By Vinayak on Monday, September 9, 2013 with 0 comments

There is an old saying on Wall Street: "never fight the tape". Whether most admit it or not, the markets are always looking forward and pricing in what is happening. This means that everything we know about earnings, the management and other factors is already priced into the stock. Staying ahead of everyone else requires that you use technical analysis to understand what is going on.

Technical analysis is a process of evaluating and studying the stock or markets using previous prices and patterns to predict what will happen in the future. In short-term trading, this is an important tool to help you understand how to make profits while others are unsure. Below we will uncover some of the various tools and techniques of technical analysis. (For more insight, see Basics Of Technical Analysis.)

Buy and Sell Indicators
Several indicators are used to determine the right time to buy and sell. Two of the more popular ones include the relative strength index (RSI) and the stochastic oscillator.

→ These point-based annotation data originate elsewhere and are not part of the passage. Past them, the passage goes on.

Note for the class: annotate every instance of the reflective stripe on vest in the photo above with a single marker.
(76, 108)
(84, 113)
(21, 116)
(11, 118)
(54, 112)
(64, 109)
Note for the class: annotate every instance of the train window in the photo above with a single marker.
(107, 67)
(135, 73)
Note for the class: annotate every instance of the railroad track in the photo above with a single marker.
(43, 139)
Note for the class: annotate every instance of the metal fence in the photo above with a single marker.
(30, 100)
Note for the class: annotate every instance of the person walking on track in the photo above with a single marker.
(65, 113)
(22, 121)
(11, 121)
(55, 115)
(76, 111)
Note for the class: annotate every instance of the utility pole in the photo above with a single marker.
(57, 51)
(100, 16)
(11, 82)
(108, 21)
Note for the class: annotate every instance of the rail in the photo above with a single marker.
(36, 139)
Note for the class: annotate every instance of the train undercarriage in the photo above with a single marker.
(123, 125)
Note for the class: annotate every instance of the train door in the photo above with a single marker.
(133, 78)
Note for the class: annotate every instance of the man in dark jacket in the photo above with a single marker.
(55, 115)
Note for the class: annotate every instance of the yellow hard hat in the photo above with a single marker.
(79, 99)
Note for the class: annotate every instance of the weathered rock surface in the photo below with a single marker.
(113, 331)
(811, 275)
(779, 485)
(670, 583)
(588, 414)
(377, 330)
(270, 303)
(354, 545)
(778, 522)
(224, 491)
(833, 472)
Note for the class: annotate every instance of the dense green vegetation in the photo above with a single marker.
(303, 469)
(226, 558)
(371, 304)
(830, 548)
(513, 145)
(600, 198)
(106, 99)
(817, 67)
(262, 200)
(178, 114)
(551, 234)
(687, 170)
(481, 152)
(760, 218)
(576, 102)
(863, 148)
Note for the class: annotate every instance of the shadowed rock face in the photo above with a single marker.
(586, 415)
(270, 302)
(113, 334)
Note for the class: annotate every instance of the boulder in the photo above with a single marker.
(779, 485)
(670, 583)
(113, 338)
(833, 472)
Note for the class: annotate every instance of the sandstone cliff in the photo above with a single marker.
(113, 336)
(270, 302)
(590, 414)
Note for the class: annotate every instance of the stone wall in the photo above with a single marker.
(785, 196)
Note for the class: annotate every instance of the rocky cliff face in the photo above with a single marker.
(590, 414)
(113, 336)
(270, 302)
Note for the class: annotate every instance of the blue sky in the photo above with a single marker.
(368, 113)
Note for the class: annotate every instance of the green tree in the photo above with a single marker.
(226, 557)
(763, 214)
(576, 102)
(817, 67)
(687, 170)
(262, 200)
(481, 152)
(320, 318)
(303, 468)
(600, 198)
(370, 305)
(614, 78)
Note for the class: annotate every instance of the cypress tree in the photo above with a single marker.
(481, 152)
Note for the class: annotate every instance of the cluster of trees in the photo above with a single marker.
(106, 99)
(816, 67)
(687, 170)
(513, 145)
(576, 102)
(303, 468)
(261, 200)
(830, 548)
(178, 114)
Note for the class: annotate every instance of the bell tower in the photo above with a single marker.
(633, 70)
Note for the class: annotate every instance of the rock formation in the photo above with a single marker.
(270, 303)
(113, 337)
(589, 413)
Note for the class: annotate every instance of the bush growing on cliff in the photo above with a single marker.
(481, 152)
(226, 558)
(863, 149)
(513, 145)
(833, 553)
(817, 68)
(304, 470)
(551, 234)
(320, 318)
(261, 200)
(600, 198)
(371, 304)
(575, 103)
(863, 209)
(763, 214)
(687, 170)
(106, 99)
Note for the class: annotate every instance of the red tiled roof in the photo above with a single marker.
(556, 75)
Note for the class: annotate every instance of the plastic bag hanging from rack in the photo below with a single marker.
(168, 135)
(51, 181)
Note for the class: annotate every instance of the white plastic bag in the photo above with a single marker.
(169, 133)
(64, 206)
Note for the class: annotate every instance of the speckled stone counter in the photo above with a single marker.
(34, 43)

The RSI compares the inside strength or weakness of a stock. Generally, a reading of 70 indicates a topping pattern, while a reading below 30 shows that the stock has been oversold. (Learn more about this indicator in Getting To Know Oscillators: Relative Strength Index.)

The stochastic oscillator is used to decide whether a stock is expensive or cheap based on the stock's closing price range over a period of time. You will see a reading of 80 if the stock is overbought (expensive); when the stock is oversold (inexpensive), you will see a reading of 20.

RSI and stochastics can be used as stock-picking tools, but you must use them in conjunction with other tools to spot the best opportunities.

Patterns
Another tool that can help you find good short-term trading opportunities are patterns. A pattern is a change in direction up or down in the price of stock and reflects changing expectations. Patterns can develop over several days, months or years. While no two patterns are the same, they are very close and can be used to predict price movements.

Several important patterns to watch for include:
  • Head-and-Shoulders Patterns: The head and shoulders is considered one of the most reliable patterns. This is considered to be a reversal pattern when a stock is topping out. (For additional insight, see Analyzing Chart Patterns: Head and Shoulders.)
  • Triangles: A triangle is when the range between the highs and lows narrows. These occur when prices are bottoming or topping out. As the prices narrow, this will signify that the stock could break out to the up- or downside in a violent fashion. (For more, read Triangles: A Short Study In Continuation Patterns.)
  • Double Tops: A double top occurs when prices rise to a certain point on heavy volume and then retreat. You will then see a retest of that point on decreased volume. At this point, a decline will take place and the stock will head lower.
  • Double Bottoms: A double bottom is when prices will fall to a certain point on heavy volume. They will then rise and fall back to the original level on lower volume. Unable to break the low point, prices will then start to rise. (To learn about tops and bottoms in FX trading, see The Memory Of Price.)
ConclusionShort-term trading uses many methods and tools to make money, however, you must know how to apply the tools to achieve success using this type of strategy. If you can do this, you will be able to make money in both bull and bear markets while keeping your losses at a minimum and your profits at a maximum. This is the key to mastering short-term trading.